Una mesa larga con tazas de café y botellas de agua. Frente a mí, el director de piso, a mi izquierda, el productor ejecutivo, y a mi derecha mis compañeras actrices: Natalia Antinori y una pendeja que no tengo idea quién es; se llama Romina Bono.
Por Gonzalo Heredia
Una mesa larga con tazas de café y botellas de agua. Frente a mí, el director de piso, a mi izquierda, el productor ejecutivo, y a mi derecha mis compañeras actrices: Natalia Antinori y una pendeja que no tengo idea quién es; se llama Romina Bono.
A Natalia la conozco, trabajamos hace algunos años, yo arrancaba en este canal y ella ya era una figura conocida. Hicimos una telenovela en la que por diez capítulos los autores decidieron que mi personaje formara un triángulo y se metiera en la historia de amor que ella contaba con un actor maduro. El galán maduro vio que mi personaje crecía y me encerró en su camarín para sugerirme que ocupara el lugar que me correspondía. A partir de ese momento, mi personaje se convirtió en un extra. Ella nunca intercedió. En ese momento no me hablaba mucho, mantenía distancia con los actores de segunda y tercera línea. Un día llegué a maquillaje y le propuse al peluquero que mi personaje llevara el pelo atado, agarré una gomita y le mostré cómo, a ella la maquillaban en el sillón de protagonistas y frunció la nariz cuando me vio, reprobando. Fue el único diálogo que tuvimos fuera del set. También me acuerdo que en la fiesta de fin de grabación me acerqué y, mirándola a los ojos, intenté seducirla: debe ser fácil enamorarse de vos. No sé por qué le dije eso. Ella sonrió, se dio media vuelta y se fue. Ahora que lo pienso la frase estaba incompleta. No habría cambiado nada. Después de eso, no nos volvimos a cruzar hasta hoy.
Tiene su teléfono en la mano, lo gira y desliza el dedo sobre la pantalla. Escribe. Sacude la cabeza y corre su pelo lacio de costado. Antes lo tenía mucho más corto, por debajo de las orejas y los ángulos de la cara redondeados. Ahora el pelo le llega a la mitad de la espalda, es color chocolate y se le marcan los pómulos. ¿Se operó, se puso botox? No creo. El pantalón holgado y la remera blanca la hacen más flaca de como la recuerdo. Capaz que no le gusta estar ajustada en la vida real, solo cuando tiene una cámara delante. Se apoya el celular en la oreja, me mira y levanta las cejas delineadas, buscando un cómplice en la mesa. Sonrío. El director de piso sigue hablando del roce de las manos, de la agitación, de trabajar la respiración y el susurro en las escenas, que las miradas tienen que estar cargadas y que veamos series para inspirarnos y tomar personajes como referencia. Dice que leyendo los primeros libros se le vino a la cabeza Brick y me señala. ¿Lo tenés? Todos giran y me siento en uno de esos programas de preguntas y respuestas. Digo que creo que sí. Tennessee Williams, La gata sobre el tejado de zinc caliente, dice. ¿Habrá sido evidente la mentira? Asiento con la cabeza, callado. Lo dejo hablar, escucho todo lo que tiene para decirme.

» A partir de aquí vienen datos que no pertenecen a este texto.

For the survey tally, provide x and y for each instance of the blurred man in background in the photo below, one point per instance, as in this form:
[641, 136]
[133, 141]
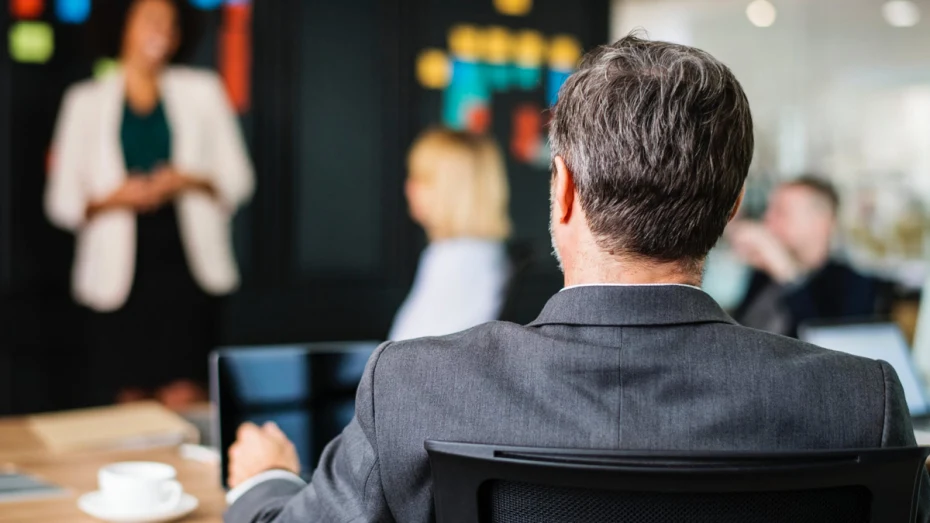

Me pide que me fije ahí porque le parece un buen punto de partida para que tenga como referencia. Ahora le habla a Romina, que se incorpora y se sienta recta, exageradamente recta, como posando para una foto. Arquea la columna y se estira la remera varias veces. ¿Por qué? Si no le queda chica ¿Le molesta la etiqueta? ¿Tiene un tic? Claro, no tiene corpiño y se le marcan los pezones. Estira la remera para rozárselos. Mira fijo al director, asiente y se mete el pelo detrás de la oreja. Es fino y rubio. Asoma la punta de la lengua entre sus labios y los humedece. ¿A quién quiere calentar? ¿A él o a mí? Me gustan las pecas debajo de los ojos celestes y la nariz puntiaguda. El flequillo recto y las manos y piernas cruzadas le dan un aire inocente. Quiere ocupar el menor espacio posible. La imagino torpe con su cuerpo. Espástica. Me encuentro con la mirada del director, que retoma su monólogo, después del chistecito del productor ejecutivo. Me acuerdo del cortado que pedí y lo tomo de una. Está helado y tiene gusto a cafetera de micro de larga distancia. Cómo le gusta tener la palabra y no soltarla al director. Lo imagino en un jacuzzi rodeado de pendejas, dando cátedra sobre actuación frente a cámara. Genio. Dice que no hay que juzgar este género del culebrón, que hay que ir al hueso, a fondo, acentúa lo que dice como rebanando una horma de queso con el canto de la mano. Dice que tenemos que copiar lo que hacen en las telenovelas de Caracol, Televisa o la O Globo.